Hedging and Safety

The most dangerous failure mode in a memory system is premature canonization — storing a passing remark as a settled decision. “Maybe we should use Redis?” becomes “Decision: use Redis.” The agent then acts on a choice that was never made.

DeltaMind’s safety model exists to prevent this.

Zero-canonization goal

The canonization rate measures how often speculative language gets promoted to decision or fact status. DeltaMind targets 0% canonization across all fixture types, including pathological transcripts designed to trick the extractor.

Current results: 0% canonization across all models (gemma2:9b, phi4:14b, qwen2.5:14b) and all fixture types (clean, messy, pathological, revision-pack).

How hedging detection works

The rule-based extractor checks for hedging language before promoting anything to decision status:

“maybe”, “perhaps”, “possibly”, “might”, “could”
Question marks in decision-adjacent text
“considering”, “thinking about”, “exploring”
“not sure”, “unclear”, “depends on”

When hedging is detected, the candidate is downgraded from decision_made to hypothesis_introduced.
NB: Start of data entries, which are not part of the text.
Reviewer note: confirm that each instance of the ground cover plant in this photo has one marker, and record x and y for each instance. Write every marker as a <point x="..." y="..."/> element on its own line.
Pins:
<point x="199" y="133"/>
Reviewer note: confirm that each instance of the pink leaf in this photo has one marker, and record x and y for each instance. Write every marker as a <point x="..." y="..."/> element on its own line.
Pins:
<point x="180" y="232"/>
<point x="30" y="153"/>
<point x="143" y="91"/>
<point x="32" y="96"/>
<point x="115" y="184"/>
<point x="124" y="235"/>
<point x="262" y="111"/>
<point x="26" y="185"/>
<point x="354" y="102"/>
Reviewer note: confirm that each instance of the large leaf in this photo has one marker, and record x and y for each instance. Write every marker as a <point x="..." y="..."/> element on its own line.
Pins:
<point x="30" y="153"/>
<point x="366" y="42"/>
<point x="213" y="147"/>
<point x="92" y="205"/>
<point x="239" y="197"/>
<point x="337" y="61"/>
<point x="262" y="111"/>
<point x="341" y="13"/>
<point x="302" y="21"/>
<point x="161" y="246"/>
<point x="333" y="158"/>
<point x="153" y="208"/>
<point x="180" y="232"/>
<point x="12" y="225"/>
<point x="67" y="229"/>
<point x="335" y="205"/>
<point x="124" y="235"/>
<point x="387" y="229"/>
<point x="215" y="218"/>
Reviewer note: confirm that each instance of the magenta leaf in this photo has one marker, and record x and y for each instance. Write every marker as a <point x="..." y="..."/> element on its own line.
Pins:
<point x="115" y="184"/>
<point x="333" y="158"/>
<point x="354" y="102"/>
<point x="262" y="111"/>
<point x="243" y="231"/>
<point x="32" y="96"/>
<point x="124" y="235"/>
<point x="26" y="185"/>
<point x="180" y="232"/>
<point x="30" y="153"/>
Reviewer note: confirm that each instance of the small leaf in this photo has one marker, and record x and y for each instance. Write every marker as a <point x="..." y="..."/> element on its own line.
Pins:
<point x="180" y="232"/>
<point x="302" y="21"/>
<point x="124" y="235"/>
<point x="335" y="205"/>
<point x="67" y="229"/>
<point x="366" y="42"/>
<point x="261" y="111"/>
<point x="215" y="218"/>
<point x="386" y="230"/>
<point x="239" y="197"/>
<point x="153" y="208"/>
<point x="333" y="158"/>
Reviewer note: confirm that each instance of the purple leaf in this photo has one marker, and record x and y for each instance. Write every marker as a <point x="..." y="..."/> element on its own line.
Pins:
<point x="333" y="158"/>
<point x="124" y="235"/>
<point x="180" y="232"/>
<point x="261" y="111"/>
The hypothesis gets tentative status and is excluded from memory promotion.

LLM safety rails

The LLM extractor prompt includes explicit abstain permission:

If a turn discusses possibilities without settling on a choice, emit hypothesis_introduced, not decision_made. If you are unsure whether something is a decision, abstain.

The LLM pipeline also runs a safety downgrade pass after extraction:

Candidates with decision_revised targeting a constraint are reclassified or dropped
Candidates with mismatched target kinds are dropped before they reach the reconciler
Low-confidence revision candidates are filtered

Model policy

Not all models are safe for decision extraction. DeltaMind maintains an explicit model policy:

Default: gemma2:9b — best precision/recall balance, zero canonization
Allowed: qwen2.5:7b, qwen2.5:14b, phi4:14b, gemma2:9b
Blocked: llama3.1:8b — 14.3% canonization on pathological fixture (promoted hedged “Use Redis” to decision_made)

The block is based on empirical evidence from the model sweep. A model that canonizes in controlled testing will canonize in production.

Advisory boundary

Memory promotion suggestions have a hard boundary:

Included: Decisions (active, high confidence), constraints, facts, goals
Excluded: Hypotheses (always), branch-tagged items (always), tentative items (always), low-confidence items (by default)

This is the advisory/authoritative split. Session state is authoritative — DeltaMind updates it automatically. Durable memory is advisory — DeltaMind suggests, humans or policy decide.

The reasoning: a session-local false positive gets corrected when the session ends. A durable false positive persists across sessions and corrupts future context. The cost asymmetry demands different authority levels.

Pathological testing

The pathological fixture is specifically designed to trigger canonization failures:

Hedged language that sounds like decisions (“Maybe Redis would be good for this”)
Implicit preferences stated as questions (“What about using Fastify?”)
Conditional plans (“If the timeline allows, we could add caching”)
Reversed decisions stated ambiguously

Any model or extractor that canonizes on the pathological fixture is disqualified from default use.

The principle

Better to abstain than poison the ledger.

A missed decision can be caught later — the conversation will reference it again if it matters. A false decision, once in state, biases every subsequent export, every suggestion, every query answer. The asymmetry is clear: abstention is recoverable, canonization is persistent damage.